Example video of a ketamine-treated larval zebrafish in the assay for futility-induced passivity or “giving up” behavior following recovery from the acute effects of ketamine treatment. Using a virtual reality setup, the team fixed the ketamine-treated larval zebrafish fish in place and showed it different visual patterns. The first 10 seconds show the fish at rest. When the fish sees a pattern simulating backward motion (closed loop), it wiggles its tail as though swimming forward and the pattern responds to the fish’s actions. When the pattern changes to one simulating being stuck in place (open loop), the ketamine-treated fish struggles at first, but does not give up as easily and is less passive than an untreated fish. [Duque, Chen, Hsu, et al.]
The researchers also found that this same mechanism was at work in mammals. Co-lead author Eric Hsu, a graduate student at Johns Hopkins, found that astrocytes were similarly activated in mice, both when they exhibit “giving up” behavior and when they are exposed to ketamine. “Results from their studies in both species, they noted, “… indicate that the dynamics of astrocytic activity in mice are remarkably similar to those in zebrafish. And while the behaviors and brain regions are not identical, they pointed out, “… these results suggest that astrocyte engagement during intense arousal states is evolutionarily conserved, opening the possibility for cross-species comparisons of the effects of drugs on the neural pathways that control futility-related state-switching behavior.”
Co-senior author Dwight Bergles, PhD, a professor of neuroscience at Johns Hopkins, further suggested, “This evidence of cross-species conservation increases the likelihood that comparable mechanisms exist in humans.”
The team’s study demonstrated that ketamine is acting on the astrocytes by increasing norepinephrine levels, though how it does that and how that changes neuronal and astroglia physiology as a result is still unknown. But the findings do point to a potential role for astroglia in depression and could help inform future research. “We need to be careful in taking these results too literally, but this could be a model for pieces of the mammalian brain,” Ahrens said.

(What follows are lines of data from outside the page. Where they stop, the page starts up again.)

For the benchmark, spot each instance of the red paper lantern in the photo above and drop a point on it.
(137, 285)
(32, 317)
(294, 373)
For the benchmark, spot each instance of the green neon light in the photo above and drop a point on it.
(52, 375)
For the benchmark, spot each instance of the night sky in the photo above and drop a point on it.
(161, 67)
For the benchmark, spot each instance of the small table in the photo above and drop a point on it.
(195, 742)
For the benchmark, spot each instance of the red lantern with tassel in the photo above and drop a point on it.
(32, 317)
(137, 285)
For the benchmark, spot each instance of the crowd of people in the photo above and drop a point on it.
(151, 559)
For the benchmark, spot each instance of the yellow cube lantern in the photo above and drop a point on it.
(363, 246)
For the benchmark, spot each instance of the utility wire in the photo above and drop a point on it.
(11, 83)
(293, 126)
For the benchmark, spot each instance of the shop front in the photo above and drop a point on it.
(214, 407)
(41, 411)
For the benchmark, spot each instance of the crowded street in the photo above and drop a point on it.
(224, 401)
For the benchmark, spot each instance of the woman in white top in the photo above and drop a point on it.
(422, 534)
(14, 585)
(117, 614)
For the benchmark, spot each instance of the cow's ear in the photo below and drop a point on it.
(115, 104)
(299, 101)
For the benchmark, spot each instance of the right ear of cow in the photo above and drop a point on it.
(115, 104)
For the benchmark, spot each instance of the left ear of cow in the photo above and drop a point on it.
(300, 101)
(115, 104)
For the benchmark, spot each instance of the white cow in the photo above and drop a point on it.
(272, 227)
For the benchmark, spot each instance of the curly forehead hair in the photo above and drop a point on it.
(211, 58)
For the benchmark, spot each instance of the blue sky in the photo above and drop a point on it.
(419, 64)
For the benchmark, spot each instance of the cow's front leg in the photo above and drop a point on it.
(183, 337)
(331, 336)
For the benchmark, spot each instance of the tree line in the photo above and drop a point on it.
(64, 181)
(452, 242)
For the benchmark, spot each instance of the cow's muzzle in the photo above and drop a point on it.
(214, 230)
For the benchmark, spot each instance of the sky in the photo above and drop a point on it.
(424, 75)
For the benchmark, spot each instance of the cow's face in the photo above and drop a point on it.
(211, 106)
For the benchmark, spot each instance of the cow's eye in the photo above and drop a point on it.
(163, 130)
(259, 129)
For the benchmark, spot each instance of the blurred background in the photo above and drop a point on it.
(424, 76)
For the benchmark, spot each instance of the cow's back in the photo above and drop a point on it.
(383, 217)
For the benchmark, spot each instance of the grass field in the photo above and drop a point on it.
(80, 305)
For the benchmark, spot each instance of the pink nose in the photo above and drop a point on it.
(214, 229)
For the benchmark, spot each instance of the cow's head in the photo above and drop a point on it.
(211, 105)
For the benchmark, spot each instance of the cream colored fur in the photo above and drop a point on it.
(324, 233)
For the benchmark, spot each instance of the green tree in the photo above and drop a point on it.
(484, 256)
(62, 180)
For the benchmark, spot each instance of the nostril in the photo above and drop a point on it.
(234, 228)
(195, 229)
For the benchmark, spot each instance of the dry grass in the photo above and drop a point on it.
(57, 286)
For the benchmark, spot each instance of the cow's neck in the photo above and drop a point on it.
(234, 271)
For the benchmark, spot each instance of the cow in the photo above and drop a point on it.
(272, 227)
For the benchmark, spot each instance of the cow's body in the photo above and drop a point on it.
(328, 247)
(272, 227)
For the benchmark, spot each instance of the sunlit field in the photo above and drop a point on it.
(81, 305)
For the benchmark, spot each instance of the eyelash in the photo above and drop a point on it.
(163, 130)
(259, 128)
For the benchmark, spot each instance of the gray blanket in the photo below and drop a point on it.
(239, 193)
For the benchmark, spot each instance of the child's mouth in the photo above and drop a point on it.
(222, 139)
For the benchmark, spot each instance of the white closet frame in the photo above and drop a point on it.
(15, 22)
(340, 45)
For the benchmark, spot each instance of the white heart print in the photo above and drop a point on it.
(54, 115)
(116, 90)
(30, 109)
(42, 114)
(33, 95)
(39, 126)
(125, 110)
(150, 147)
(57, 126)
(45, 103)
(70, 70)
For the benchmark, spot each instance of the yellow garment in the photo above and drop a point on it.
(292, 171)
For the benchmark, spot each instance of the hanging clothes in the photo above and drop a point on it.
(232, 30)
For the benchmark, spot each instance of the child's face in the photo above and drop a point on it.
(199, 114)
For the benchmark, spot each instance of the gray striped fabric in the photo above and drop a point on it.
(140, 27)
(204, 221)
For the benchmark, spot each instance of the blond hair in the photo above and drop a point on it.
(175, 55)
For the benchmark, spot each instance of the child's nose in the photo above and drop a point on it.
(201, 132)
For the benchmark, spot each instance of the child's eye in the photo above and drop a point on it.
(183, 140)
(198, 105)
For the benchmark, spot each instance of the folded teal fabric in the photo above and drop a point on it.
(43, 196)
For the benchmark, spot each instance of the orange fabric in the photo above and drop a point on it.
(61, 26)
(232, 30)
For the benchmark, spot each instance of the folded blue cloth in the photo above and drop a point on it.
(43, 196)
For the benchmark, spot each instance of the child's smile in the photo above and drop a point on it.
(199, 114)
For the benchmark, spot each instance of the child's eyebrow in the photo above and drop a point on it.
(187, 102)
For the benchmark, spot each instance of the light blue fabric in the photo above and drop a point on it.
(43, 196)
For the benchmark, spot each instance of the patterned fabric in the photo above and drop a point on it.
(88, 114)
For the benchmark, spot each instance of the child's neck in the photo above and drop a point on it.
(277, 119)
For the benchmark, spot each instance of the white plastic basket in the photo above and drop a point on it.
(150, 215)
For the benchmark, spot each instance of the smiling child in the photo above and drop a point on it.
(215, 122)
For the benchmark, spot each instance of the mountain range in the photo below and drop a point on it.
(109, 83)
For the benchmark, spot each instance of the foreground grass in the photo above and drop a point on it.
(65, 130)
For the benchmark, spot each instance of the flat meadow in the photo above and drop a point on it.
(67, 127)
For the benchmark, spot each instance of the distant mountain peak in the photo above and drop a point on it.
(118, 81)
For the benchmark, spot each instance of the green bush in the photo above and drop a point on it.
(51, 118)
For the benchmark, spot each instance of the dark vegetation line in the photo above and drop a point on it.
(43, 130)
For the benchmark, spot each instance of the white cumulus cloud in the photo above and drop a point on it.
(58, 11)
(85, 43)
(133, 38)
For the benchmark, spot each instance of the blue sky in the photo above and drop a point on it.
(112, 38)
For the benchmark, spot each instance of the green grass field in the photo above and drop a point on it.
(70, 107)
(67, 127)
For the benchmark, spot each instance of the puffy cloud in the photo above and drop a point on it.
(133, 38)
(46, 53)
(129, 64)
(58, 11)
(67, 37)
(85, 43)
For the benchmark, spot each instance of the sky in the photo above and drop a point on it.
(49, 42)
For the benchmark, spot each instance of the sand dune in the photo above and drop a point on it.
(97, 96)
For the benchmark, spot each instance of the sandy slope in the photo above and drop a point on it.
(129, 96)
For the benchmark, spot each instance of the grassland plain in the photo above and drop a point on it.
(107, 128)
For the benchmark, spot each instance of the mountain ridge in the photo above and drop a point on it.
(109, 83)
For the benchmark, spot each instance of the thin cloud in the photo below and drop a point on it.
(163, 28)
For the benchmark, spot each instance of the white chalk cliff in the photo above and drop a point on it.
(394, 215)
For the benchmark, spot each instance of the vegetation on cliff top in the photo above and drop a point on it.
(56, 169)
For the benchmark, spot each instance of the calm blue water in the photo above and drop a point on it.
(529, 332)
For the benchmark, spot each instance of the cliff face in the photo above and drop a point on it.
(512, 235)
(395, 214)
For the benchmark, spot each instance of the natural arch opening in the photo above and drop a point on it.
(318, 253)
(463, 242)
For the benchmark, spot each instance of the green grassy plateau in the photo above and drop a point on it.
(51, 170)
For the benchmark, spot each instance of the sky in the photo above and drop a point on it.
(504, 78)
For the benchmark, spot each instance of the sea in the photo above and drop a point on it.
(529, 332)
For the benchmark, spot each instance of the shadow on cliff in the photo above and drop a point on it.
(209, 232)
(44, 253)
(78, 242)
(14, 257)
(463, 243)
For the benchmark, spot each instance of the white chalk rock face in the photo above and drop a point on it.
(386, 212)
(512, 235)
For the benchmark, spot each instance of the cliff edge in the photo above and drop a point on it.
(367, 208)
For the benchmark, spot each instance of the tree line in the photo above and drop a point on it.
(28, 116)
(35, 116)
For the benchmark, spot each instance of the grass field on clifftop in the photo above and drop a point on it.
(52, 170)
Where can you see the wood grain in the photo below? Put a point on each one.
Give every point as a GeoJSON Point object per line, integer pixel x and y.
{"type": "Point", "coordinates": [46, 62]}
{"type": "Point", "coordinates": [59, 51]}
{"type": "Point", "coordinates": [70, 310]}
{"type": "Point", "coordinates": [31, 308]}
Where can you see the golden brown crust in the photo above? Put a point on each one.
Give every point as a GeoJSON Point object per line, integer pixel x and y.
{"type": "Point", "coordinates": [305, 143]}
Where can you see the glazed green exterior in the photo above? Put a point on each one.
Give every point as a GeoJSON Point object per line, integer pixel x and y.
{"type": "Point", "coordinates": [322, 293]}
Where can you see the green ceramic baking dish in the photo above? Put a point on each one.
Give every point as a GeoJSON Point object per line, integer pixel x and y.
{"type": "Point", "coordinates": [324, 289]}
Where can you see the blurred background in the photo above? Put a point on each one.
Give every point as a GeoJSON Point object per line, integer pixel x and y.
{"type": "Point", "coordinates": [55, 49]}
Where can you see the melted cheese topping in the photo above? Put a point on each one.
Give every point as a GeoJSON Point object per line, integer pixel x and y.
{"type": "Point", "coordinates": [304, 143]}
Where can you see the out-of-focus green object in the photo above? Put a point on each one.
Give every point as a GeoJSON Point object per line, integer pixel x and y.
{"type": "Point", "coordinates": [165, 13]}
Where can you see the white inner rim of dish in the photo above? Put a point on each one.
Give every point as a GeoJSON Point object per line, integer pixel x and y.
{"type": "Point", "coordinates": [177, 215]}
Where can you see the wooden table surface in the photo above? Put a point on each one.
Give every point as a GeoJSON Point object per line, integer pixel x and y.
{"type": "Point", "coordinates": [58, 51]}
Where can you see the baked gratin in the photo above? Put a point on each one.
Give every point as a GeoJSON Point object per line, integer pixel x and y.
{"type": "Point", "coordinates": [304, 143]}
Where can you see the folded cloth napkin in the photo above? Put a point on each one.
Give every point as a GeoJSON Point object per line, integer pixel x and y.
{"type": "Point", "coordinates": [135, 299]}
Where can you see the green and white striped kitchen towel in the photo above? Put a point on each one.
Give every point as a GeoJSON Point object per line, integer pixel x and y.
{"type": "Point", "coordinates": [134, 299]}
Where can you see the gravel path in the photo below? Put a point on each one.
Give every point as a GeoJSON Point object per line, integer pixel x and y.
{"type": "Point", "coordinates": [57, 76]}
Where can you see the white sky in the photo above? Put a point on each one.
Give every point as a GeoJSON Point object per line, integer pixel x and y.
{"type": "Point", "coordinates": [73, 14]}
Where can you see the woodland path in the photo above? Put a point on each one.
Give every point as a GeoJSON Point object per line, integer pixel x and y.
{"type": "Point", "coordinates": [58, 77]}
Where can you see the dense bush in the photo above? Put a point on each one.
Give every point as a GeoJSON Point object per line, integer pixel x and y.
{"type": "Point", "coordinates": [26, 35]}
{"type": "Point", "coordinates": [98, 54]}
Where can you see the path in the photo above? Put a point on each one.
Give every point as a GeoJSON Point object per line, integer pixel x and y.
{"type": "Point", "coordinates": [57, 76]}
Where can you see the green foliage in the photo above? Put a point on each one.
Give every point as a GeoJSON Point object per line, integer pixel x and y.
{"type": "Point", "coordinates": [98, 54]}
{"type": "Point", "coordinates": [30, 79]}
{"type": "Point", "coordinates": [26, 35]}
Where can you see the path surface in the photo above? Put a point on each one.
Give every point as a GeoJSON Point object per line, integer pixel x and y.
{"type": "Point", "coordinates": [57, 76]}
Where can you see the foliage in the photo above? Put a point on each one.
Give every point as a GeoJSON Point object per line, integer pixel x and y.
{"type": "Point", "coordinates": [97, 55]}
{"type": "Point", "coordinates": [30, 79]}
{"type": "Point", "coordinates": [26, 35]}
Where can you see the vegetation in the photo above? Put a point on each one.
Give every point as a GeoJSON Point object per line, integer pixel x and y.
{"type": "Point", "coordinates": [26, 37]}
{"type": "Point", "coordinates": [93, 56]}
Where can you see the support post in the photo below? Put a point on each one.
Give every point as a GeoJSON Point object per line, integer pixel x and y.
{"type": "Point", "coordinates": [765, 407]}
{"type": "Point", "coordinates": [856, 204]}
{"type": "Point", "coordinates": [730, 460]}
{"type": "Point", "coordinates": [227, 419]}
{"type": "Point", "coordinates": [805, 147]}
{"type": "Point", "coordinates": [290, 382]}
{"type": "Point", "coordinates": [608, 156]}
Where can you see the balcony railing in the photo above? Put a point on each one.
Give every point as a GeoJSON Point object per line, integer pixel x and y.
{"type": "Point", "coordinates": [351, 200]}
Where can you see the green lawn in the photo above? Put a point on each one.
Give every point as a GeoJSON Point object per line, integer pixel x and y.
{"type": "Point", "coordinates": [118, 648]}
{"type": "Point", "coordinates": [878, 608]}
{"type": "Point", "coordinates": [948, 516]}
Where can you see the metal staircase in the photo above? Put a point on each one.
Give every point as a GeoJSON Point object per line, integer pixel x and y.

“The primary implication of these studies is that the long-lasting behavioral effects of ketamine, including its rapid and persistent antidepressant effects, should be re-evaluated in the context of its rapid, profound effects on endogenous monoaminergic neuromodulation and neuron-astroglial communication,” the authors stated. “Our work suggests potential links between astroglial modulation of brain state with previous work on the role of astroglia in both depression and the efficacy of antidepressants.”